According to the report, Moe Aung’s removal coincided with growing uncertainty surrounding the future of businesses affiliated with his family, particularly United Amara Bank (UAB) and the IGE Group of Companies. These companies, founded and operated by Moe Aung’s relatives, including his brothers Nay Aung and Pyi Aung, had held significant investments in Myanmar’s banking, energy, and infrastructure sectors. The article indicated that several IGE-linked energy contracts had come under review or were reassigned to other entities following Moe Aung’s removal, including a previously announced pilot nuclear power project developed in cooperation with Russia.

IGE Company executives had participated in high-level international delegations, including the 2022 Russian Energy Week and a nuclear energy feasibility agreement signed with Rosatom in November 2022. However, by early 2024, key roles in these ventures were reportedly transferred to companies associated with other military-linked business figures, such as Maung Maung Naing, who is identified in reports as a close associate of the current military leadership.

In July 2024, UAB was among seven private banks fined by the Central Bank of Myanmar for exceeding permitted thresholds on housing loans.
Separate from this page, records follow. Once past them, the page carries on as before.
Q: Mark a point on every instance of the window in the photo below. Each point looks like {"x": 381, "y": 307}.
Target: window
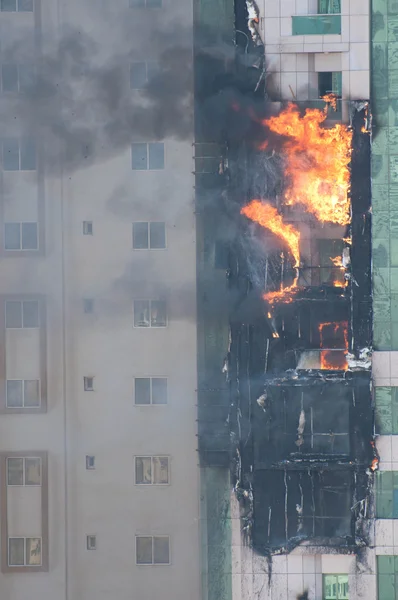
{"x": 152, "y": 550}
{"x": 87, "y": 228}
{"x": 88, "y": 305}
{"x": 23, "y": 471}
{"x": 19, "y": 155}
{"x": 141, "y": 73}
{"x": 149, "y": 235}
{"x": 387, "y": 495}
{"x": 147, "y": 156}
{"x": 88, "y": 384}
{"x": 386, "y": 399}
{"x": 145, "y": 3}
{"x": 326, "y": 7}
{"x": 23, "y": 393}
{"x": 151, "y": 470}
{"x": 335, "y": 587}
{"x": 90, "y": 463}
{"x": 91, "y": 542}
{"x": 24, "y": 552}
{"x": 20, "y": 236}
{"x": 387, "y": 582}
{"x": 150, "y": 390}
{"x": 150, "y": 313}
{"x": 22, "y": 314}
{"x": 17, "y": 78}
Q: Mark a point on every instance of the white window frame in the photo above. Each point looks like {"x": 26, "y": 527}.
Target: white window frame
{"x": 152, "y": 483}
{"x": 23, "y": 395}
{"x": 30, "y": 537}
{"x": 149, "y": 326}
{"x": 149, "y": 247}
{"x": 22, "y": 313}
{"x": 24, "y": 484}
{"x": 150, "y": 391}
{"x": 20, "y": 223}
{"x": 152, "y": 564}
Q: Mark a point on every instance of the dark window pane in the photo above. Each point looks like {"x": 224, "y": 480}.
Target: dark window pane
{"x": 158, "y": 313}
{"x": 16, "y": 548}
{"x": 29, "y": 236}
{"x": 12, "y": 236}
{"x": 140, "y": 236}
{"x": 14, "y": 393}
{"x": 30, "y": 313}
{"x": 139, "y": 157}
{"x": 142, "y": 390}
{"x": 8, "y": 5}
{"x": 161, "y": 551}
{"x": 157, "y": 232}
{"x": 144, "y": 550}
{"x": 159, "y": 390}
{"x": 27, "y": 77}
{"x": 138, "y": 77}
{"x": 141, "y": 313}
{"x": 13, "y": 314}
{"x": 28, "y": 155}
{"x": 31, "y": 393}
{"x": 9, "y": 78}
{"x": 15, "y": 471}
{"x": 156, "y": 156}
{"x": 25, "y": 5}
{"x": 10, "y": 155}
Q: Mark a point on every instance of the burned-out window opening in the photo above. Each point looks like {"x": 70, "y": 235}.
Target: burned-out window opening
{"x": 150, "y": 313}
{"x": 21, "y": 236}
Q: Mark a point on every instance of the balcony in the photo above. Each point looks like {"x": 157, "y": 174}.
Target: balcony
{"x": 316, "y": 24}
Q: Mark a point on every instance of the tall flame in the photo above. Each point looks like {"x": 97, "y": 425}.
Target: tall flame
{"x": 317, "y": 165}
{"x": 268, "y": 217}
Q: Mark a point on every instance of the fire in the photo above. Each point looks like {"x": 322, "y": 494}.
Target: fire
{"x": 268, "y": 217}
{"x": 334, "y": 358}
{"x": 317, "y": 162}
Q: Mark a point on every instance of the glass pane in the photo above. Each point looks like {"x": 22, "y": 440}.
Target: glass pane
{"x": 140, "y": 236}
{"x": 158, "y": 313}
{"x": 27, "y": 77}
{"x": 32, "y": 471}
{"x": 160, "y": 469}
{"x": 156, "y": 156}
{"x": 143, "y": 470}
{"x": 30, "y": 313}
{"x": 14, "y": 393}
{"x": 9, "y": 5}
{"x": 144, "y": 550}
{"x": 15, "y": 471}
{"x": 10, "y": 155}
{"x": 28, "y": 155}
{"x": 157, "y": 232}
{"x": 139, "y": 157}
{"x": 138, "y": 77}
{"x": 13, "y": 314}
{"x": 159, "y": 390}
{"x": 12, "y": 236}
{"x": 141, "y": 313}
{"x": 16, "y": 552}
{"x": 29, "y": 236}
{"x": 25, "y": 5}
{"x": 9, "y": 78}
{"x": 33, "y": 551}
{"x": 142, "y": 390}
{"x": 161, "y": 551}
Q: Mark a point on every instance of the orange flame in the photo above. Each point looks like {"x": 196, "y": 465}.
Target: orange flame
{"x": 334, "y": 359}
{"x": 268, "y": 217}
{"x": 317, "y": 162}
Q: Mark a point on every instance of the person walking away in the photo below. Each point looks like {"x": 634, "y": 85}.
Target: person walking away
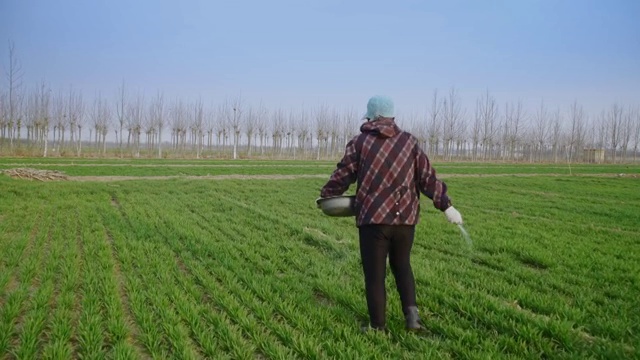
{"x": 391, "y": 171}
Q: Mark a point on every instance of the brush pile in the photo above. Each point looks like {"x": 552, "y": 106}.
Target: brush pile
{"x": 35, "y": 174}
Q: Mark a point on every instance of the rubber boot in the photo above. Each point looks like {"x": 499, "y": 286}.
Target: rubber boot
{"x": 369, "y": 328}
{"x": 412, "y": 318}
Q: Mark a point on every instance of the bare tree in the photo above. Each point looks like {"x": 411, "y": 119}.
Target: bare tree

UAB was also reportedly named in official warnings regarding alleged irregularities in foreign exchange trading. These developments have contributed to speculation that Moe Aung’s political standing and his family's business influence may have declined.

As of August 2025, no official statement had been issued by the State Administration Council regarding Moe Aung’s removal or status, and his name was no longer listed in public announcements relating to senior military leadership.

== Personal life ==
Moe Aung is married to Aye Khine Nyunt. The couple maintains a relatively private life outside of his military and governmental roles.